The Website of Author

Kelly
Jones

Between a Rock and a Hard Place

Between a Rock and a Hard Place

June 6, 2014

 As a writer I abhor clichés.  But, in this case, it just seems to fit.  So how did I find myself in this very uncomfortable place?


I’ve become a hybrid.  For those in the “industry,” you know what this means, but to those who are readers, not writers, I’ll explain.  I’m a published writer in the traditional sense, with one of the Big Five (used to be Six!) internationally recognized English-language publishers, and recently I’ve become a “self-published” author.


I’ve published three books with Berkley/Penguin (now merged with Random House), with a fourth book coming out in January, 2015.

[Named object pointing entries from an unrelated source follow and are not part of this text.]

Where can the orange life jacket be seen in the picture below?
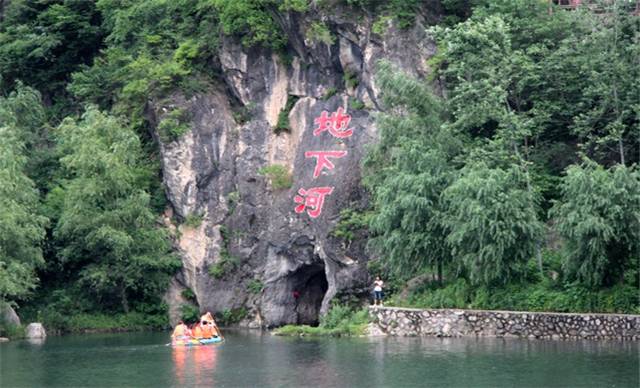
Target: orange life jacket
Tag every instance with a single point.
(180, 330)
(197, 332)
(206, 331)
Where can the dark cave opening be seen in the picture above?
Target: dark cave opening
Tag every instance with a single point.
(309, 285)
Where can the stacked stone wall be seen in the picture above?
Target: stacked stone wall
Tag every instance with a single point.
(481, 323)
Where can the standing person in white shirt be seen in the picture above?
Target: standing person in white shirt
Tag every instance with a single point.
(377, 291)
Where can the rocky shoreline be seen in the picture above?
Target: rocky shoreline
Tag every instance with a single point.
(394, 321)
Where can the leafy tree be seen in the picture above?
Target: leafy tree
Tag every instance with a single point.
(406, 173)
(106, 229)
(43, 42)
(257, 21)
(598, 216)
(493, 229)
(21, 225)
(609, 120)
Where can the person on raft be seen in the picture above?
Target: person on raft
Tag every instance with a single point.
(209, 326)
(181, 331)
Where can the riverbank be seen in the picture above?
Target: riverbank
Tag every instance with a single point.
(395, 321)
(340, 321)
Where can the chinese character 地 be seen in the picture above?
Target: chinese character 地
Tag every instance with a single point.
(322, 160)
(311, 200)
(337, 124)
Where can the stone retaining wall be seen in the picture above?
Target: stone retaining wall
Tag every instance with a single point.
(458, 323)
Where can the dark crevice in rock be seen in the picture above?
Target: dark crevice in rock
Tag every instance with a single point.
(309, 285)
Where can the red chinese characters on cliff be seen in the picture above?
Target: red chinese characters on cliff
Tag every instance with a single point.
(337, 124)
(311, 200)
(322, 160)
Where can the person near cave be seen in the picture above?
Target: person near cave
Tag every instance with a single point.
(296, 297)
(377, 292)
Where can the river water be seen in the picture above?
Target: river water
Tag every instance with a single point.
(250, 358)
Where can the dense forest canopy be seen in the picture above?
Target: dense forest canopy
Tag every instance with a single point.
(514, 186)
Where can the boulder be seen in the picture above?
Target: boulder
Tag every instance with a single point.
(35, 331)
(8, 315)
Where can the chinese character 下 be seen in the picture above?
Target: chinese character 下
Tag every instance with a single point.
(322, 160)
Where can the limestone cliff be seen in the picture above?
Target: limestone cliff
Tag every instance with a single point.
(250, 233)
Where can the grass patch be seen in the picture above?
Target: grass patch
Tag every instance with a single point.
(356, 104)
(381, 25)
(545, 295)
(283, 124)
(340, 321)
(278, 176)
(319, 32)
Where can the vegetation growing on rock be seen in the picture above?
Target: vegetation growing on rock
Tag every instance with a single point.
(518, 187)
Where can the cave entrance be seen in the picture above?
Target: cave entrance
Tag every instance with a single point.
(309, 285)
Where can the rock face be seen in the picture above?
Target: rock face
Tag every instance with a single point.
(462, 323)
(35, 331)
(250, 233)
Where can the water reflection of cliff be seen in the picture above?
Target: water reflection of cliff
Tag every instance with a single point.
(195, 365)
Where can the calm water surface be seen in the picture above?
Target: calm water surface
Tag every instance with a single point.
(261, 360)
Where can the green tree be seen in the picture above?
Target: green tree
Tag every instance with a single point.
(21, 225)
(598, 216)
(43, 42)
(493, 229)
(258, 22)
(108, 233)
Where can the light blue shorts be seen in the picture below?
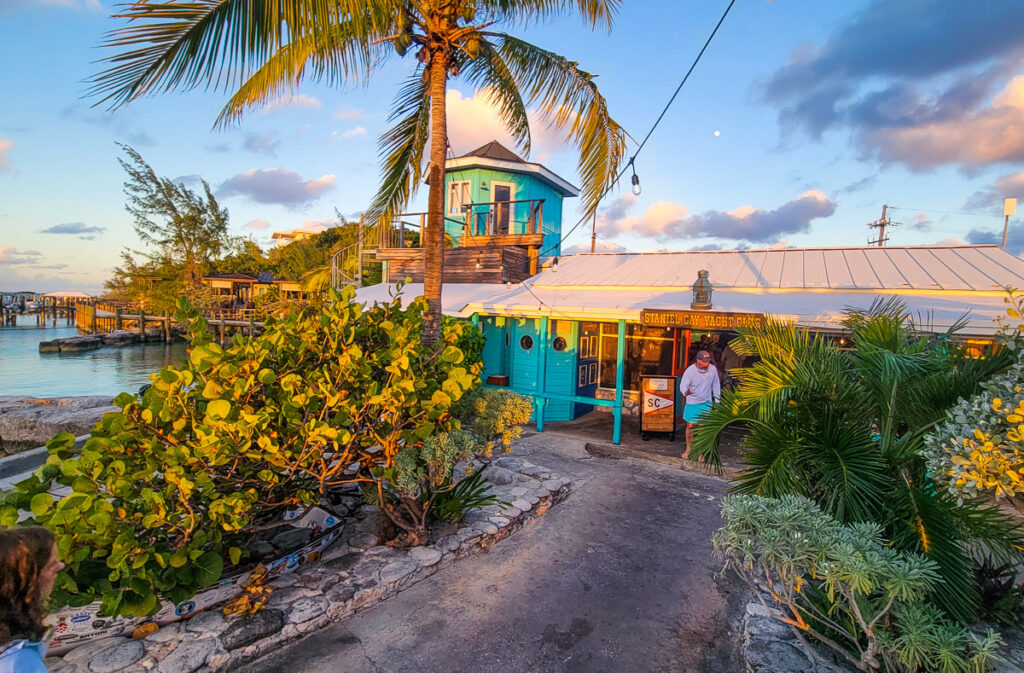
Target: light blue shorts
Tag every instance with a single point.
(693, 412)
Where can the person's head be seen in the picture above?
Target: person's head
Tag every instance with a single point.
(702, 360)
(29, 565)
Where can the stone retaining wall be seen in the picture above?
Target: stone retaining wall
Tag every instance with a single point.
(354, 572)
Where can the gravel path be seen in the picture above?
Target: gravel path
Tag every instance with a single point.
(620, 577)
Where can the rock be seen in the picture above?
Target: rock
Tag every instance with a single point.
(499, 475)
(448, 543)
(343, 562)
(486, 528)
(291, 538)
(259, 549)
(166, 633)
(85, 652)
(251, 628)
(512, 511)
(363, 541)
(289, 595)
(765, 656)
(117, 658)
(29, 422)
(552, 485)
(425, 556)
(209, 622)
(523, 505)
(468, 533)
(189, 656)
(397, 571)
(304, 610)
(341, 594)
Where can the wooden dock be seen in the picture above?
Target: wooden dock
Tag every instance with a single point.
(102, 319)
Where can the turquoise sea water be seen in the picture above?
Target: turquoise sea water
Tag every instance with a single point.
(25, 371)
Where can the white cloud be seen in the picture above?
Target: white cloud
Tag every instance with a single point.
(668, 219)
(276, 185)
(5, 145)
(261, 144)
(297, 100)
(987, 135)
(348, 133)
(474, 121)
(349, 114)
(10, 255)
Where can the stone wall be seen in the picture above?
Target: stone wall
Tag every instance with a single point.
(354, 573)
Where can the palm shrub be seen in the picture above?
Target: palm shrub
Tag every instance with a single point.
(166, 491)
(420, 486)
(846, 429)
(846, 586)
(978, 451)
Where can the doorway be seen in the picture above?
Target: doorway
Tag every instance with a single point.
(502, 194)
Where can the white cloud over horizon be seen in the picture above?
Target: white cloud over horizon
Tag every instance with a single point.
(665, 220)
(276, 185)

When my first book, The Seventh Unicorn, was published with Berkley, I was ecstatic. I’d worked very hard to learn the craft of writing, to find an agent who could sell my book to a real publisher. The next three books were not as difficult a sell (though my editor died before we got the second one out, and in the meantime just about everything about the publishing industry had changed).  Writers were now publishing their own books, some doing it well, attracting readers, making money.


There are many things I like about traditional publishing: editors, marketing and sales departments that can get your books into real bookstores, the possibility of foreign translations.


So why did I decide to self-publish?  In traditional publishing a book might take a year or two to get out, and I was working with a time-sensitive story that I wanted to release by the 40th anniversary of Evel Knievel’s attempted jump over the Snake River Canyon near my hometown of Twin Falls, Idaho.  My publisher, Berkley, specializes in women’s novels, and this is a novella and short story collection that should appeal to men, too.


Here’s where the rock and the hard place come in—traditional publishers and Amazon (with whom I’m self-publishing because I checked around and found that they are the best, the most helpful and efficient, with the capability of reaching the largest number of readers) are in a big fight.  Amazon has been called a bully.  One editor (not mine, but a woman who invited me to her book club) called Amazon evil, or was it the devil?  I shared my plan to self-publish with my Berkley editor.  I won’t describe her as thrilled, but she did seem to understand why I was doing this.  I think she shares a common fear of many in the publishing industry—that Amazon will take over completely.  According to the latest numbers, they account for about 40% of U.S. book sales.  The book retailers, the bookstores, are caught up in this, too.


So, whose side am I on anyway?


The readers.  The writers.  I don’t want to get into this fight.  I just want to write.


Can you see how I feel I’m between a rock and a hard place?